Evaluate test frameworks #253

bobcatfish · 2018-02-27T23:25:39Z

Our initial conformance test was implemented using Ginkgo, however we have had feedback from the k8s team that choosing to use Ginkgo for their conformance tests was the wrong decision and they'd rather they not use it.

This task is to evaluate options for test frameworks before we commit to one for conformance tests going forward.

sclevine · 2018-02-28T00:44:58Z

If we're looking for a BDD-style testing library, I built spec to address some of the common criticisms of Ginkgo. I'm using it to test my port of the CF buildpacks to Build CRD.

bobcatfish · 2018-03-01T15:07:44Z

Thanks @sclevine ! I'll try it out :D

bobcatfish · 2018-04-05T00:11:43Z

I've gathered a list of test frameworks I want to compare. I'll try to narrow down the list a little, then I'll take our existing conformance tests, rewrite them using the framework, and compare.

I'll also see what it looks like to not use a framework at all, this article was very compelling re. not using any frameworks or even assertion libs, and I find myself agreeing with this article as well:

Go has a perfectly good testing framework built in. Frameworks are also one more barrier to entry for other developers contributing to your code.

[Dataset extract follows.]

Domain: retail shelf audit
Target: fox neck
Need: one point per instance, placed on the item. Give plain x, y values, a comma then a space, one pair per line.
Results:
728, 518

These are the frameworks/libs I've found that I want to look into, if anyone knows of any other good candidates I should add to the list please let me know ASAP (note I've ruled out any projects that haven't been active in the last 6 months):

BDD:

Other test frameworks/libs:

bobcatfish · 2018-04-05T23:55:16Z

Here is some feedback from the k8s team (@thockin and @ixdy) on troubles they have run into with Ginkgo:

Ginkgo is a large dependency vs the value it provides
The control flow in Ginkgo tests is different from most Go code and can be hard to follow, especially when new to it (e.g. invoking/instantiating test via var _ = , BeforeSuite, AfterSuite, Context, etc.)
Failures are hard to debug
- For example Expect(err).NotTo(HaveOccurred()) (which is everywhere in Ginkgo based tests) doesn’t provide enough context to debug compared to more thoughtful assertions (e.g. this error message from the k8s test framework vs. this error message from the Ginkgo lib)
- When combined with a bug in Ginkgo itself this can lead to agonizing investigationes (#24620 is the latest in a series of investigations which all tripped on a bug in how Ginkgo behaves when parallel tests hang)
The Ginkgo maintainers sometimes do not respond to issues for years (for example this issue was open for a year before anyone replied)
The Ginkgo directives (e.g. It, By, Describe, Context):
- Are often misunderstood and misused, e.g. test names which don’t follow BDD best practices. For example:
  - [sig-node] Dockershim [Serial] [Disruptive] [Feature:Docker] When all containers in pod are missing should complete pod sandbox clean up based on the information in sandbox checkpoint
  - [k8s.io] Security Context when creating containers with AllowPrivilegeEscalation should allow privilege escalation when not explicitly set and uid != 0
  - [k8s.io] DynamicKubeletConfiguration [Feature:DynamicKubeletConfig] [Serial] [Disruptive] When a remote config becomes the new last-known-good, and then the Kubelet is updated to use a new, bad config the Kubelet should report a status and configz indicating that it rolled back to the new last-known-good
- The resulting test names do not display well
- The tags in the test names are hacks to work around the fact that Ginkgo does not provide any other way to easily filter and run tests, leading to running tests with args such as --ginkgo.focus=\\[Feature:Federation\\] --ginkgo.skip=\\[Slow\\]|\\[Serial\\]|\\[Disruptive\\]|\\[Flaky\\]|\\[NoCluster\\]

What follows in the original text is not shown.